Ferroptosis-centered strategies: redefining therapeutic resistance & adaptation in modern oncology.

Ferroptosis is a new regulated cell death process, independent of apoptosis, necroptosis, and pyroptosis, which offers a promising therapeutic opportunity characterised by iron-dependent lipid peroxidation and mitochondrial membrane condensation.
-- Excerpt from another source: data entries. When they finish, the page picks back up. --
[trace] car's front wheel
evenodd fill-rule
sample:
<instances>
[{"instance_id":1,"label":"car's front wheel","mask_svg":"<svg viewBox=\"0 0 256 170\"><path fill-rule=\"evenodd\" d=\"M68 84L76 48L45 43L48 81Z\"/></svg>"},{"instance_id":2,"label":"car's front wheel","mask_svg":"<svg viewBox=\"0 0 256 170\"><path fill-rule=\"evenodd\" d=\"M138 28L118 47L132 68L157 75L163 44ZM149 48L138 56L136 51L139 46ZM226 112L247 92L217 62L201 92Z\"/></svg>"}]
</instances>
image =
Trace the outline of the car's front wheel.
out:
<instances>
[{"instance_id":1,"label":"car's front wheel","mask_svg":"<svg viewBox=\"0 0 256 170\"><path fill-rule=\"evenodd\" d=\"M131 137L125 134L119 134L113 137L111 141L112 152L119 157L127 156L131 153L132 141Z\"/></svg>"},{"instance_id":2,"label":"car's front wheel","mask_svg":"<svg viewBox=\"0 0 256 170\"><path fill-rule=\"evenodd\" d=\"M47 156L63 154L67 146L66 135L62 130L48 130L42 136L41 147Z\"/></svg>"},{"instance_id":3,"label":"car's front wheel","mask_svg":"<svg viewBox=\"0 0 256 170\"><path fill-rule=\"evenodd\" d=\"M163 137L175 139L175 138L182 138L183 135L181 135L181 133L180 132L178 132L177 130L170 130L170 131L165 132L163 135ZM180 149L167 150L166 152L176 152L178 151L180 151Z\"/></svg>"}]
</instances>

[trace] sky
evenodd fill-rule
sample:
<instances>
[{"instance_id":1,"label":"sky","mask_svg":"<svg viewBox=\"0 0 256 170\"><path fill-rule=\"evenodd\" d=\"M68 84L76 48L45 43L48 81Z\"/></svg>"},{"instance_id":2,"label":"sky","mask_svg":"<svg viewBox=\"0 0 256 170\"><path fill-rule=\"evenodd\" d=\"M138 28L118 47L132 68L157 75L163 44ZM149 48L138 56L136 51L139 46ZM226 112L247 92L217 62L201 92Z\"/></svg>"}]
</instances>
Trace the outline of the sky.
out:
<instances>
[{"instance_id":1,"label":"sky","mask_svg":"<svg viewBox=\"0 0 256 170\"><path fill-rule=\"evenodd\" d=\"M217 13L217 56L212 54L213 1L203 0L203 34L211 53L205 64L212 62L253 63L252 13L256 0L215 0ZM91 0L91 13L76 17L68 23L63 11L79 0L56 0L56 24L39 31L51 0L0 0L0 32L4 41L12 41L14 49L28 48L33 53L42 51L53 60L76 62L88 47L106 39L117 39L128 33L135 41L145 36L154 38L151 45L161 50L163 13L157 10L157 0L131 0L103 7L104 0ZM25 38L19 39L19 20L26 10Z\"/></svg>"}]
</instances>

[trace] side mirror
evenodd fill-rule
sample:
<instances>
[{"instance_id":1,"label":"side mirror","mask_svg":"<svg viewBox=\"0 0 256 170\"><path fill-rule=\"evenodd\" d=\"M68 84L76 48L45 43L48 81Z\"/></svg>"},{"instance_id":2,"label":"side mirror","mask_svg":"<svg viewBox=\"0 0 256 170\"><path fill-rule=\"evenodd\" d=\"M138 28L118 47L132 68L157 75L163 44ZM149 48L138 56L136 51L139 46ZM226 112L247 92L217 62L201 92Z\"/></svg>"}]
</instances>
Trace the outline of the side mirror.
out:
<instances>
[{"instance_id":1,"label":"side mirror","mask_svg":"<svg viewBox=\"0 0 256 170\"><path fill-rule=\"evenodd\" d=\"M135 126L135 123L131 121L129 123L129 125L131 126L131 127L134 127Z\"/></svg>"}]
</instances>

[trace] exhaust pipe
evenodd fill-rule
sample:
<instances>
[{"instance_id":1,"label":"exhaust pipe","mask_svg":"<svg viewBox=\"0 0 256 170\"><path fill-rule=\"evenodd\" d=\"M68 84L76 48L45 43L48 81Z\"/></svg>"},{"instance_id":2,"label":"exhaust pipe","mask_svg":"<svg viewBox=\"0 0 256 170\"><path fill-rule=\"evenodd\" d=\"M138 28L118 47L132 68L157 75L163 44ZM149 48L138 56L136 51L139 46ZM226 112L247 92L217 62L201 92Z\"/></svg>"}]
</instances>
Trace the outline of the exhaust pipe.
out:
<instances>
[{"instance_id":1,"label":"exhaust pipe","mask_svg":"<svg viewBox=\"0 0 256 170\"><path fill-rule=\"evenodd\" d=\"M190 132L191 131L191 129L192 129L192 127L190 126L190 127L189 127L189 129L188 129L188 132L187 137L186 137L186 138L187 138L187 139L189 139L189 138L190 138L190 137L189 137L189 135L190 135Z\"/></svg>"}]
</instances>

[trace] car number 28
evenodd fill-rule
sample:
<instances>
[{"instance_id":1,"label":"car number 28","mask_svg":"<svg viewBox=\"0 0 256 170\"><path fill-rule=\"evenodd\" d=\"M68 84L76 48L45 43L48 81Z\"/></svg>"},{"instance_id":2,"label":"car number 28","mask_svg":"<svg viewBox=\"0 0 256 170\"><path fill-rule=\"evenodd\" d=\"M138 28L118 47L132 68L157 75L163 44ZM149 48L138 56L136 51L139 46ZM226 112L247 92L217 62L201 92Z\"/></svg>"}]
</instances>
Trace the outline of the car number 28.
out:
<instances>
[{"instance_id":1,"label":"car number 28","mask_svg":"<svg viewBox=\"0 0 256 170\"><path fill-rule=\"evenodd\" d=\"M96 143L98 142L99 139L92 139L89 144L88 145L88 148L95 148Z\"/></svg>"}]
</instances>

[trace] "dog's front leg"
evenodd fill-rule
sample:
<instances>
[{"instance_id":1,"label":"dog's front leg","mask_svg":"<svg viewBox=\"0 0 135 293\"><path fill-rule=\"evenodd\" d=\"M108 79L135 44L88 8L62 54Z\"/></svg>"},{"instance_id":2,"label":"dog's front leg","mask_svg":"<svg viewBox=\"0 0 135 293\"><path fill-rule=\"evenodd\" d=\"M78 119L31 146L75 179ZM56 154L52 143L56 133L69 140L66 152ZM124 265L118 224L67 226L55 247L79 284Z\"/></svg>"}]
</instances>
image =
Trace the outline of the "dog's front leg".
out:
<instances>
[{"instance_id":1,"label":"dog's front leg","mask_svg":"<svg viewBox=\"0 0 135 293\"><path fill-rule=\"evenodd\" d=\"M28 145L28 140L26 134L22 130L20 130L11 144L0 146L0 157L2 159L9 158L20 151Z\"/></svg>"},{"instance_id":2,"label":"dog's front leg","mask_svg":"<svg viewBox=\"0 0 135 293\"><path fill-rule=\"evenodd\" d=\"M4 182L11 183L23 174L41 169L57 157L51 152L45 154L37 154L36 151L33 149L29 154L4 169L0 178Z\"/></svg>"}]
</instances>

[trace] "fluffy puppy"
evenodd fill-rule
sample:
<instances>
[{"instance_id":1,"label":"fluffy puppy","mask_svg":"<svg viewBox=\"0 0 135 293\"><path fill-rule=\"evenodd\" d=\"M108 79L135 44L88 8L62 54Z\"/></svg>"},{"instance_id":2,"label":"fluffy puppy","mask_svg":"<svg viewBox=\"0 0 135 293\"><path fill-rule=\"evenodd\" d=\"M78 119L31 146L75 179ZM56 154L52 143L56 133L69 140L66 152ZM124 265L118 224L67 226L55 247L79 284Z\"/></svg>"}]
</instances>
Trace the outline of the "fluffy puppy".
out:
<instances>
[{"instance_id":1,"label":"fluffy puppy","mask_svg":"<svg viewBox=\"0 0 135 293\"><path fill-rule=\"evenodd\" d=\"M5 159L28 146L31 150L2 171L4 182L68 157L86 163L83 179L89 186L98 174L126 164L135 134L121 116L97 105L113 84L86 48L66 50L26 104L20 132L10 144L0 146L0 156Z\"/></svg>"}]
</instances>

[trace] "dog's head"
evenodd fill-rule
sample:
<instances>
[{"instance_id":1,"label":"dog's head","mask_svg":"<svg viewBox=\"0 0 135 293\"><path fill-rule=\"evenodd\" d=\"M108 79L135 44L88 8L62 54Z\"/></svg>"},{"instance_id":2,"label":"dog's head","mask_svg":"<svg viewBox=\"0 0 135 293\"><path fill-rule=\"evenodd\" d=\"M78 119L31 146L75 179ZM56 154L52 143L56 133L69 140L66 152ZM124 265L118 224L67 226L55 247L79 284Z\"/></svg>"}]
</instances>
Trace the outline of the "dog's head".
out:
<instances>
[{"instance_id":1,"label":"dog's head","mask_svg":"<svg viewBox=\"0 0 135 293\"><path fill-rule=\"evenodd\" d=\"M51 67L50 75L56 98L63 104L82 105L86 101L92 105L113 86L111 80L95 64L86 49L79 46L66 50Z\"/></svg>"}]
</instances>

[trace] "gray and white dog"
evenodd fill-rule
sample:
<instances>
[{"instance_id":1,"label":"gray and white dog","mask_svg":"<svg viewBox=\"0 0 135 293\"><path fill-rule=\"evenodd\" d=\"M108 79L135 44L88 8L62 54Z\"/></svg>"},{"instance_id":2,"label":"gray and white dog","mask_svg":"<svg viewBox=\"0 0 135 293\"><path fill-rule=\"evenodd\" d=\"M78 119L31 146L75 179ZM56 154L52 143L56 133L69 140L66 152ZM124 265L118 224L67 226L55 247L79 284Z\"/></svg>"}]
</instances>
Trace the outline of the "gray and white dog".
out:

This has the advantage of being able to bypass the caspase-independent mechanism, thus avoiding apoptosis resistance in heterogeneous and drug-refractory tumours. Sensitivity to ferroptosis varies with factors of iron metabolism, redox balance, general environmental cues like hypoxia, acidification, nutrition, and involvement of fibroblast-associated alterations in the microenvironment and the immunosuppressive niche. Nanocarrier-based technology, which involves iron delivery systems, GPX4 inhibitors, ROS-amplifying polymers, and dual or multi-responsive platforms, results in some form of selective induction into ferroptosis and avoids off-target toxicity. Possible therapeutic combinations with chemotherapy, radiotherapy, photodynamic therapy, and immunotherapy could improve the antitumor efficiency. Yet, despite preclinical promise, there are indeed challenges such as the absence of an in vivo standardised biomarker, biosafety concerns, and regulatory bottlenecks. Future directions will potentially include smart self-amplifying nanocarriers, AI-guided theranostic systems, and predictive biomarkers to strategically position ferroptosis as an oncologic precision strategy overcoming resistance, heterogeneity, and immune modulation.